Madge Gill: TRANSFIGURATION

First published: Spring 2021

The mysterious and enigmatic artist Madge Gill (1882–1961) defied all expectations of being a working-class woman in the early twentieth century. Hidden away at home, she produced a seemingly endless wealth of unique artwork. While connecting to spiritualism, perhaps in response to her own psychological turmoil, she worked on her own terms, heedless of the male-dominated mainstream art world.
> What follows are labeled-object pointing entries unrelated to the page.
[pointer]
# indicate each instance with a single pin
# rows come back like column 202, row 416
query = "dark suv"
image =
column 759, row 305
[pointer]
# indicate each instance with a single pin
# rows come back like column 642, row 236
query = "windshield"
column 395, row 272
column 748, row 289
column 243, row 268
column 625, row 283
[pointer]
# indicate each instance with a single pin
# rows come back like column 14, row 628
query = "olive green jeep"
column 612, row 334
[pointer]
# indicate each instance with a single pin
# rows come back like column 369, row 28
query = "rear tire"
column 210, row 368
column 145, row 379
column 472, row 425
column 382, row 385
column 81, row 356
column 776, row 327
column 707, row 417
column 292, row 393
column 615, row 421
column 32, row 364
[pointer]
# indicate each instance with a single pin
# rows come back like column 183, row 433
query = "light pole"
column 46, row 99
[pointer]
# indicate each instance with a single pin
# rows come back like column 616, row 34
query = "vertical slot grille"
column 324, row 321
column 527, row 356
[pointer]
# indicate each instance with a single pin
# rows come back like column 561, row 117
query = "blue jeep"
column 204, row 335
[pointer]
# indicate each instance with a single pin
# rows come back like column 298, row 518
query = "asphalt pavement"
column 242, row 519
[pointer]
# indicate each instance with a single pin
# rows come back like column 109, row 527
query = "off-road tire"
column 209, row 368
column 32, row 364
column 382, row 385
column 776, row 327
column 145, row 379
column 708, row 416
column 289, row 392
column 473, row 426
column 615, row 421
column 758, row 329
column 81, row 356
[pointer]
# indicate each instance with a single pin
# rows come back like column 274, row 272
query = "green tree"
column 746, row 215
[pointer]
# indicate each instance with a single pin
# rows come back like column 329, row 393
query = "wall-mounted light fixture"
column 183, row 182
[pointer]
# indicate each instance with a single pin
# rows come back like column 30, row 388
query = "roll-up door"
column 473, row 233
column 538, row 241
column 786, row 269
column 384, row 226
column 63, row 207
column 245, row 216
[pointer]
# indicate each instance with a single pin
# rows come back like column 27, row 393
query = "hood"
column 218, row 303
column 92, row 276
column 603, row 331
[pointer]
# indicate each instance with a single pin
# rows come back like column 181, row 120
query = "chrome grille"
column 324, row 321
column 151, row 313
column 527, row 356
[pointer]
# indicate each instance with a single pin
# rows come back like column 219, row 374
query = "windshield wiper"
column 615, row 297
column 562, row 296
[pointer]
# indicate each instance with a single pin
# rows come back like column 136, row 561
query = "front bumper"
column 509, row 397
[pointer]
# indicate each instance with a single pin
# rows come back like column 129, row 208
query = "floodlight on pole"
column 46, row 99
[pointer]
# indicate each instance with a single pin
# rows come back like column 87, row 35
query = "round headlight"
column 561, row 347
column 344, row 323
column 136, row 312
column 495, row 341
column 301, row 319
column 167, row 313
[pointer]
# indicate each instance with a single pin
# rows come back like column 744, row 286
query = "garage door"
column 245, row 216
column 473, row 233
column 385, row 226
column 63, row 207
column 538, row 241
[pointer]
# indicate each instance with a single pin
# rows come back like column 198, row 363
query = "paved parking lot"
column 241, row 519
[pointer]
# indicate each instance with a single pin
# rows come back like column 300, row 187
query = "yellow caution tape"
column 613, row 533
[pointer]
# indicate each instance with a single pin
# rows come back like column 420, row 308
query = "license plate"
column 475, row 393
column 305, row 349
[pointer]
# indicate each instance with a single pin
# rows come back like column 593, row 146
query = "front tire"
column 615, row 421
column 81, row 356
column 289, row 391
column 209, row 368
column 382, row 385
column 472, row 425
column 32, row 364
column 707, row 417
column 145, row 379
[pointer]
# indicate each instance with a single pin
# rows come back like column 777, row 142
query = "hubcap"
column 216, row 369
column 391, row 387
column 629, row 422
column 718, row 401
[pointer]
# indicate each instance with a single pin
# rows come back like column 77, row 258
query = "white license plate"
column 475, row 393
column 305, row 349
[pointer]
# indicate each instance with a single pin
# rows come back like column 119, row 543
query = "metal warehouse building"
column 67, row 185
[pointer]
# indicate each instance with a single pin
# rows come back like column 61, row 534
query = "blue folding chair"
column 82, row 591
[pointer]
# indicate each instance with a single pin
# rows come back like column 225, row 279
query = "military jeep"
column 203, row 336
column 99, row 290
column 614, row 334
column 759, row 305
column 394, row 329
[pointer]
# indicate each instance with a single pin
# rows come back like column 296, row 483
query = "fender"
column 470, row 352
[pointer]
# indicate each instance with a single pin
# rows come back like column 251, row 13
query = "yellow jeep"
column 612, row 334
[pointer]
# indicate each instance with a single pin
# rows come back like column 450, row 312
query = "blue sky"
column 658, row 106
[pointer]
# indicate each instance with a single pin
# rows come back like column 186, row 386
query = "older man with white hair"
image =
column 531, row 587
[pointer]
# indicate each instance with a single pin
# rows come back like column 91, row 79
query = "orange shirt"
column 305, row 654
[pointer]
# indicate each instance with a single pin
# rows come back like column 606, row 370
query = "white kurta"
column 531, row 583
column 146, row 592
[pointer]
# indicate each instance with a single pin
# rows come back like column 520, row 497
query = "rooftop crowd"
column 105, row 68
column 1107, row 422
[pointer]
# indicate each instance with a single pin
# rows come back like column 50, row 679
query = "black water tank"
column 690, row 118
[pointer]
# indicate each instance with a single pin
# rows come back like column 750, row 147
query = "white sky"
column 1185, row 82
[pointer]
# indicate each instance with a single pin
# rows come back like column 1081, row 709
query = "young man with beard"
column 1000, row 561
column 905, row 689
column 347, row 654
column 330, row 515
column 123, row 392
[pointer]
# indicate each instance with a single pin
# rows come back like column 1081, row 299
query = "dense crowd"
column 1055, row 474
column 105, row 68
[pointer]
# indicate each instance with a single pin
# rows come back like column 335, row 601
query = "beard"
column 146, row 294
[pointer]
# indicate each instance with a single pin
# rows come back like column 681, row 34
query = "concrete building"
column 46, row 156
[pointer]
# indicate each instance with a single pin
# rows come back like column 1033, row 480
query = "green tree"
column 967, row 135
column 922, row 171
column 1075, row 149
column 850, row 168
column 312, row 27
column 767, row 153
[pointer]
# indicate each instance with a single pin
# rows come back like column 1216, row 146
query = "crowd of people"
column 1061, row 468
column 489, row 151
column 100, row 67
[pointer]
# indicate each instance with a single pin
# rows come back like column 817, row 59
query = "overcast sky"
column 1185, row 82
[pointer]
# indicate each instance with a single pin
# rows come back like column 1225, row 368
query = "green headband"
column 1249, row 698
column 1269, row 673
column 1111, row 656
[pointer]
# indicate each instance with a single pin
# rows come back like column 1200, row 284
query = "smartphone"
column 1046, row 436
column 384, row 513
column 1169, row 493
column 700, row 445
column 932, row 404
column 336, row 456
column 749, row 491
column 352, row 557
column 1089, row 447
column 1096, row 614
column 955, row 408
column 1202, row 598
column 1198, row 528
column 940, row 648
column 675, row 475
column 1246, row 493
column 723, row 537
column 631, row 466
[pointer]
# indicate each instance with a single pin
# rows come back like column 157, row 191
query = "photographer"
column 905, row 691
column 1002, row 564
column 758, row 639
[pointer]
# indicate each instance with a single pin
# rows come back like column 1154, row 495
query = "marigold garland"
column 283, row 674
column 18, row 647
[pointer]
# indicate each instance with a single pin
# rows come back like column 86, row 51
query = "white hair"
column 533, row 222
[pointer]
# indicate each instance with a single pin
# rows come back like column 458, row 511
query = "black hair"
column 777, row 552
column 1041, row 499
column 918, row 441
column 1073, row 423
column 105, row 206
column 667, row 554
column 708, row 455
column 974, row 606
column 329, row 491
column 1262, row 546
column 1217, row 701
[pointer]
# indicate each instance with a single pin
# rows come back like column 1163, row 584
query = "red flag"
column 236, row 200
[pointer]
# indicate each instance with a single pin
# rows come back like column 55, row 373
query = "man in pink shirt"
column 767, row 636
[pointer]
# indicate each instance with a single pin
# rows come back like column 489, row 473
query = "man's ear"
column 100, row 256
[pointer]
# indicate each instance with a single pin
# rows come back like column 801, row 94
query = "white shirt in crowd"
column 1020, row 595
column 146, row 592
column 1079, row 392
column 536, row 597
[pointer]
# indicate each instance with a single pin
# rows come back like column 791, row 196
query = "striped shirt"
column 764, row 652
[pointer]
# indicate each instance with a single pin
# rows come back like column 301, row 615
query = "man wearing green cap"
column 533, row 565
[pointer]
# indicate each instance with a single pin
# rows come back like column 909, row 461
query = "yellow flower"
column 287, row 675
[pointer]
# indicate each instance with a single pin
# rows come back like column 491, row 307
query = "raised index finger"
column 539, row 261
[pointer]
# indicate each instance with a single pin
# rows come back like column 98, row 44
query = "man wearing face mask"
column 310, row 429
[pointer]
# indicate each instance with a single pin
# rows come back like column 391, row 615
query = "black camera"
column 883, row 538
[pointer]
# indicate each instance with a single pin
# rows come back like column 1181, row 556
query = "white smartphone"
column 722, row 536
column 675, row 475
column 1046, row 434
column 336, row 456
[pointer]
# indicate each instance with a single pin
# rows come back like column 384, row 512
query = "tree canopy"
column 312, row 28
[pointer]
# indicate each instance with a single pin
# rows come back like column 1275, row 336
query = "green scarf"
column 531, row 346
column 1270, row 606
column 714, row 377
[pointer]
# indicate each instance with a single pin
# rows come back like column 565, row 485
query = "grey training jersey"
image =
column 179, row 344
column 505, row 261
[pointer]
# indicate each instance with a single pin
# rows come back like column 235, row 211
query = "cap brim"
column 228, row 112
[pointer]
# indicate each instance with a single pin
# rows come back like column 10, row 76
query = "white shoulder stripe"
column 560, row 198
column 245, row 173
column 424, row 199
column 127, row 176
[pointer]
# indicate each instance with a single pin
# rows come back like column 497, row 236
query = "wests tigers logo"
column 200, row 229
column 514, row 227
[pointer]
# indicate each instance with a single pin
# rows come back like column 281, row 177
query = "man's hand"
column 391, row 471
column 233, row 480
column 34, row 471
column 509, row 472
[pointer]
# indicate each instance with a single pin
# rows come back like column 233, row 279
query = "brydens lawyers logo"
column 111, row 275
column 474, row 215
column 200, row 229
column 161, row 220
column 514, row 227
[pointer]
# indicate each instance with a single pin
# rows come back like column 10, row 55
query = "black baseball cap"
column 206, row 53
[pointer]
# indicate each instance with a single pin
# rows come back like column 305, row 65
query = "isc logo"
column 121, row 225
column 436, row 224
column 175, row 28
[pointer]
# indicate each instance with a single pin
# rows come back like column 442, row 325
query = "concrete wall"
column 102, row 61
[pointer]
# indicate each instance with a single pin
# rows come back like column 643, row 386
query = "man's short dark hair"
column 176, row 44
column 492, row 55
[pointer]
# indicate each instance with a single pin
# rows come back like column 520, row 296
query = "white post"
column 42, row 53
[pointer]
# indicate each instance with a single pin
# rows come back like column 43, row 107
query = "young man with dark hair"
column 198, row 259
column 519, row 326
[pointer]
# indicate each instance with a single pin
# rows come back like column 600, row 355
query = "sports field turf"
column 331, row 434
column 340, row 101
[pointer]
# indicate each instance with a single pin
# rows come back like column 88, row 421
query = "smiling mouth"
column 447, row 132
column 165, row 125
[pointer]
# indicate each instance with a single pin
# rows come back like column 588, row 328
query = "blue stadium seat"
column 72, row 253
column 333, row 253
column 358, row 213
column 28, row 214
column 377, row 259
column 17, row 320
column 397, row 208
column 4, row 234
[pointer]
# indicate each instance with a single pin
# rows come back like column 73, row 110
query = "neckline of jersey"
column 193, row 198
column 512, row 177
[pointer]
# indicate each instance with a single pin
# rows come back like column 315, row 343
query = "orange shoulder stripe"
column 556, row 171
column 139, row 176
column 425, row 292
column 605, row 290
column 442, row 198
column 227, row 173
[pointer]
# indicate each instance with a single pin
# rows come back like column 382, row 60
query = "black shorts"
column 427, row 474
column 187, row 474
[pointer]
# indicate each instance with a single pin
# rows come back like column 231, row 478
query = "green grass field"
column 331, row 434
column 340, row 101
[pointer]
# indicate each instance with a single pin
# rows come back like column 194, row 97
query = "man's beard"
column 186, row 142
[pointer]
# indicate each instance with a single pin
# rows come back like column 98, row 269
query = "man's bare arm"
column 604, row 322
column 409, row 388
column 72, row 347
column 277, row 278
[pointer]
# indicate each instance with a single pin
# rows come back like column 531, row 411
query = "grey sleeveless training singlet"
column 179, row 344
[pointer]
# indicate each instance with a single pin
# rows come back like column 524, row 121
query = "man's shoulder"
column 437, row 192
Life outside her terraced house in Newham, East London, during World War II, was conservative, rationed and restrained.

 


The artist at work on a calico mural, 1947, photo: Edward Russell Westwood, courtesy: Getty Images

Her creative outpouring challenged all preconceptions of her supposed role in a gendered and restrictive society. Until Gill began creating at the age of 38, her life had been unsettled and beset with trauma and tragedy. Perhaps it was these early experiences that paved the way for her incredible artistic journey, inspiring her to make art and produce thousands of intricate ink drawings and embroideries, many of which reflected her obsession with spiritualism.

 


Untitled, c.1920–1955, ink on cotton, 106 x 32 in. / 270 x 82 cm, the Whitworth, University of Manchester

Born an illegitimate child in 1882 in Walthamstow, East London, Gill was christened Maud Ethel Eades. When she was a young child, her family – unable to support her – placed her in an orphanage. At 14, she was sent to Canada to work on a farm as part of the British Home Children scheme which shipped poor and orphaned children to British colonies as labourers.

Gill remained in Canada until she was 18, but in 1900 moved back to London and became a nurse at East London’s Whipps Cross Hospital. A few years later, she married her cousin Tom Gill and went on to have three sons. However, the couple had a difficult marriage and suffered a number of tragedies, including the death of their second child in 1918 to the influenza pandemic.

Gill’s health deteriorated in the years that followed and a lengthy illness resulted in the loss of her left eye. It was around this time – on March 3, 1920 – that Gill spontaneously began to create art, often engaging in extended flurries of drawing.